Mike: What is the goal of the London Data project?
Eddie: We were inspired by your work with the Mayor’s Office of Data Analytics in New York City, and now we’re working with the Greater London Authority to test whether that model can be adapted for the very different context of London. The aim of this process is to prove to both central government and city leaders that if local government and public sector bodies are willing to share, analyse and act upon their combined data, with the support of an expert team of data scientists, then they can achieve things they couldn’t do if they were working alone.
Eddie: Your advice was clear. There are lots of pressing urgent public sector challenges that face every city. But if you’re just starting out on a data analytics journey, you have a far better chance for success if you start with something very specific. It may not be as glamorous, but by starting simple it can help build momentum for more ambitious initiatives further down the line.
Mike: Yes, that was a real cautionary note I needed to impart. It can take years and years to tackle issues but if right from start, you don't know what you’re trying to accomplish, you won’t go anywhere. This isn’t to say the problem is “solved” with the first project; indeed it rarely ever is solved in year 1 or year 5. The goal is always to provide the organization better vigilance and situational awareness. What can paralyze organizations - government and private sector alike - is endless deliberation over whether a proposed solution simply pushes the problem elsewhere rather than addresses its root cause. The intelligent use of data renders this a false choice - as you dive into a discrete part of the problem, the ideal solution is one that will enable both a greater understanding of the problem and the ability to follow it as it moves around in response to your efforts to address it.
Eddie: We took that advice on board. We started by crowdsourcing from the boroughs a list of potential public service challenge areas that could be tackled with data. Andrew Collinge then led a workshop to test them against the criteria for running a successful data pilot. The result of that was a decision to focus on tackling landlords of HMOs – houses of multiple occupancy - who fail to license their properties correctly. HMOs are properties rented out by at least three people who are not from one ‘household’ (e.g. a family) but who share facilities such as the bathroom and kitchen.

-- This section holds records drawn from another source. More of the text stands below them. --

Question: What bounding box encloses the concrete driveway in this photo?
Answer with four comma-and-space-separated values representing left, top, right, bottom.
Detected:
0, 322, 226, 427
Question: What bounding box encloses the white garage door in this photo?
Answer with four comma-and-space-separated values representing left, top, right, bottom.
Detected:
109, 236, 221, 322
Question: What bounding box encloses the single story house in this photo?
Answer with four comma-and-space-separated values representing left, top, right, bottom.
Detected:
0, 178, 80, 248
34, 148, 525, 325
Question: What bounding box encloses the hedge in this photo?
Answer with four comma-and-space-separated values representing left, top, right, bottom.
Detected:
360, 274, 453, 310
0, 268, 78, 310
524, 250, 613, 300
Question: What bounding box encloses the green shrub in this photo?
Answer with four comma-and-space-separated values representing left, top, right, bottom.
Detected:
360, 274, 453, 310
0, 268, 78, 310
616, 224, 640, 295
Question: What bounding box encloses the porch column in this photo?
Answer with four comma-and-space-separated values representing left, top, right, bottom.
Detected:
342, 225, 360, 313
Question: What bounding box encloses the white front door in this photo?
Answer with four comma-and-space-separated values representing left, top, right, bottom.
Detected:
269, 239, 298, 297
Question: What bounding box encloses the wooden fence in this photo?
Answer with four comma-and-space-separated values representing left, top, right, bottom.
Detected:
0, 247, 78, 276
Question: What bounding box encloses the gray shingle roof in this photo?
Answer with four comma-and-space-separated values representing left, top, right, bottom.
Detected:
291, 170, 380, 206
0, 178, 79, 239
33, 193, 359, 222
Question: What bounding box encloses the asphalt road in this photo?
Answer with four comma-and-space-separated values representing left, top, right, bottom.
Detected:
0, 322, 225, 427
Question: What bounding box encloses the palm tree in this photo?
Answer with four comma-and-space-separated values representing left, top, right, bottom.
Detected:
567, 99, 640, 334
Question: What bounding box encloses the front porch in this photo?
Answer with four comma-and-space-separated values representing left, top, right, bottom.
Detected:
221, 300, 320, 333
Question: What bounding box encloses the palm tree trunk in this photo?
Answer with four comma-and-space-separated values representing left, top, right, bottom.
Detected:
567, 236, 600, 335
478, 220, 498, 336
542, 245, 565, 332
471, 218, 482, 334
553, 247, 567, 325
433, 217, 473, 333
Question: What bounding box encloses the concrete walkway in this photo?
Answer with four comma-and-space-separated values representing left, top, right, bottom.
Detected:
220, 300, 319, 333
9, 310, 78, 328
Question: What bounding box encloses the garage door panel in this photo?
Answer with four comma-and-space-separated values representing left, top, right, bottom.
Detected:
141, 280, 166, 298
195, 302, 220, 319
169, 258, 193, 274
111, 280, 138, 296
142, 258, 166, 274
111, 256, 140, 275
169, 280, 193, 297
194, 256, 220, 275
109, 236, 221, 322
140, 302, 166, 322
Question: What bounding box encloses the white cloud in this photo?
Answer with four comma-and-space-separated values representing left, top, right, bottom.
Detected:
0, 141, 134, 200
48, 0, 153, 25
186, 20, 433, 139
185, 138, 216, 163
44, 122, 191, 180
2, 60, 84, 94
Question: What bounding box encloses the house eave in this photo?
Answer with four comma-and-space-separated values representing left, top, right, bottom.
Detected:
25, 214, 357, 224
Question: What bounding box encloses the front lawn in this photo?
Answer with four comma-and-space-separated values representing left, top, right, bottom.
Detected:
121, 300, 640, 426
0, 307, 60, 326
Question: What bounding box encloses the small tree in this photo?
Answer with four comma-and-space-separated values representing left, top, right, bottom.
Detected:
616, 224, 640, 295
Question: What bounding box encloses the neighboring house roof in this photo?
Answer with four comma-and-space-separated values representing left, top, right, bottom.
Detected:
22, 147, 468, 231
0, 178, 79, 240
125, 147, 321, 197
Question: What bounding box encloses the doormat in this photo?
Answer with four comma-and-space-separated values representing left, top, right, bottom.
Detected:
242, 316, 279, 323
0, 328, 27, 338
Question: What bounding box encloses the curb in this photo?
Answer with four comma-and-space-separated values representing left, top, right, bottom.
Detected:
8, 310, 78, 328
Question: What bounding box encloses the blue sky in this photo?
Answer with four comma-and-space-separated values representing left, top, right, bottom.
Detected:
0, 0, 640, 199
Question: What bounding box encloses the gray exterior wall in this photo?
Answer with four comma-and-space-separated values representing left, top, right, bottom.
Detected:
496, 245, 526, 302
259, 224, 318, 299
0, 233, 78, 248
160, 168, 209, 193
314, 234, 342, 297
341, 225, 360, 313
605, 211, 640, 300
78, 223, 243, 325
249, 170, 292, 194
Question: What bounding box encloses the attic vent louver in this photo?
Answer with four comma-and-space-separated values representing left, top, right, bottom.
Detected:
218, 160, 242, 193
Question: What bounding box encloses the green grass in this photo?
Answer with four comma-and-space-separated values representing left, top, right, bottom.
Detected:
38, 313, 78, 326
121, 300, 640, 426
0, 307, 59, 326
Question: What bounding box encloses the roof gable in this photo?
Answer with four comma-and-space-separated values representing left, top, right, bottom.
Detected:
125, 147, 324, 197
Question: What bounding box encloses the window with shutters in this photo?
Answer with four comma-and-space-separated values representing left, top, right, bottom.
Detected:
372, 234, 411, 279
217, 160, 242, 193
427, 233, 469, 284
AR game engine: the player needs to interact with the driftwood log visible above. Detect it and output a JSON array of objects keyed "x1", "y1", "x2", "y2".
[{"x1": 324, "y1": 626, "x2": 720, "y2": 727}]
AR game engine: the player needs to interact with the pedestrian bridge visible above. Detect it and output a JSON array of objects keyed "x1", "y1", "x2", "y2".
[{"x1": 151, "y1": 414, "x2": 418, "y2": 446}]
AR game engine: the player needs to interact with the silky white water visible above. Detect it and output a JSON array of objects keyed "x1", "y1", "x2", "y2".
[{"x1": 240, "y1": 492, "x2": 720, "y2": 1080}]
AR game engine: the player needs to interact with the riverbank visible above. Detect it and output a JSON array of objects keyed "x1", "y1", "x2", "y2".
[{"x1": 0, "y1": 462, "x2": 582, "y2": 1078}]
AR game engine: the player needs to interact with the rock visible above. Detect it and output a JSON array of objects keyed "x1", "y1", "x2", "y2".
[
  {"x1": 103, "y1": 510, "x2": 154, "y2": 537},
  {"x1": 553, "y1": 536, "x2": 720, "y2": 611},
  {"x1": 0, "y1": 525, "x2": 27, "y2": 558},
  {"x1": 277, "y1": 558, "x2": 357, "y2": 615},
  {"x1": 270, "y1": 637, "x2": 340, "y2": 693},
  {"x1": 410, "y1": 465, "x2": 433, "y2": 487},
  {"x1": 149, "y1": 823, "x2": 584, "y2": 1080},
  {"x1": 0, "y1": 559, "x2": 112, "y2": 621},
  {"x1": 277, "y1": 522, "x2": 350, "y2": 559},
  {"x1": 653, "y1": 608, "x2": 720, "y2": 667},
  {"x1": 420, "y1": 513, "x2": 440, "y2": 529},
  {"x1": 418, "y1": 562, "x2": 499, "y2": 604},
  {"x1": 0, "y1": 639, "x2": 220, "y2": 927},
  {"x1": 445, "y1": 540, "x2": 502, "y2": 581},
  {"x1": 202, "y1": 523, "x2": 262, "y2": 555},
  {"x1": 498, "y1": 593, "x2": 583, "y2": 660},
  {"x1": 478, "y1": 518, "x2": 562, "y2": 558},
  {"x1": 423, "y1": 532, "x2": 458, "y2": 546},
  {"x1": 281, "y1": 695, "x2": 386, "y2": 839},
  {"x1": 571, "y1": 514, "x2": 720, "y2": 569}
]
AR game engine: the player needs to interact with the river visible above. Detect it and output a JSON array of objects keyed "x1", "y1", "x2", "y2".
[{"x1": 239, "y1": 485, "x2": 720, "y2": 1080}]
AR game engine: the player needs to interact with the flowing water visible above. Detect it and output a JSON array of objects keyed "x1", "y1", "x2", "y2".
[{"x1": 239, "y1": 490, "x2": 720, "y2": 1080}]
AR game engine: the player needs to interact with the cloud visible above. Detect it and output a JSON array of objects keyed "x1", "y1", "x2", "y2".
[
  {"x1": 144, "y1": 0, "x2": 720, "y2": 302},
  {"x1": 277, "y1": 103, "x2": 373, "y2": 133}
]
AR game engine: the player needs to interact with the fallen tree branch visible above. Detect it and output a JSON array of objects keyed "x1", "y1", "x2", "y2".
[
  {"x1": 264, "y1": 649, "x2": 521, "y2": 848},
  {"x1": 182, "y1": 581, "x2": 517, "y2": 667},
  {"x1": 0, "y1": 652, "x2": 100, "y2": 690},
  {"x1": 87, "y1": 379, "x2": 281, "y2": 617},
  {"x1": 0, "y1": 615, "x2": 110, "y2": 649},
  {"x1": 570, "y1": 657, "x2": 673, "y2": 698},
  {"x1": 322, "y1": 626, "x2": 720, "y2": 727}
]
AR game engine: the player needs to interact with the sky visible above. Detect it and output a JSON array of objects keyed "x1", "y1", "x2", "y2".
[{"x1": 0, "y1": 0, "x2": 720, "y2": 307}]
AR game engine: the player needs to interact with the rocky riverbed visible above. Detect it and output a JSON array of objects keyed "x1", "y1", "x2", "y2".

Mike: How is data going to help you?
Eddie: Data in aggregate is more powerful than siloed data. By joining resources and using data from each borough, we believe we can build a predictive model that can help focus inspectors’ time on the right buildings. Similar to your work in New York City, that data can help us determine all the possible things that may correlate with high-risk HMOs. There’s also the potential to include data sets from City Hall, or the Fire and Rescue service. Instead of training the model on just one borough, we’ll have a far richer set of data to work from.
Mike: Now that you’re a few months in, what are the biggest lessons learned to date on this project?
Eddie: The biggest lesson we’ve taken from our conversations with you is to relentlessly focus on actionable insights.
A tendency of much of the smart city movement is to put the emphasis on the technology and data. Instead, we know we have to focus on the outcomes we want to enable. You had a common sense message.
Mike: Question one is: What do you want to do more effectively or differently? The only way to win people over and succeed is to have a real, actionable plan in mind.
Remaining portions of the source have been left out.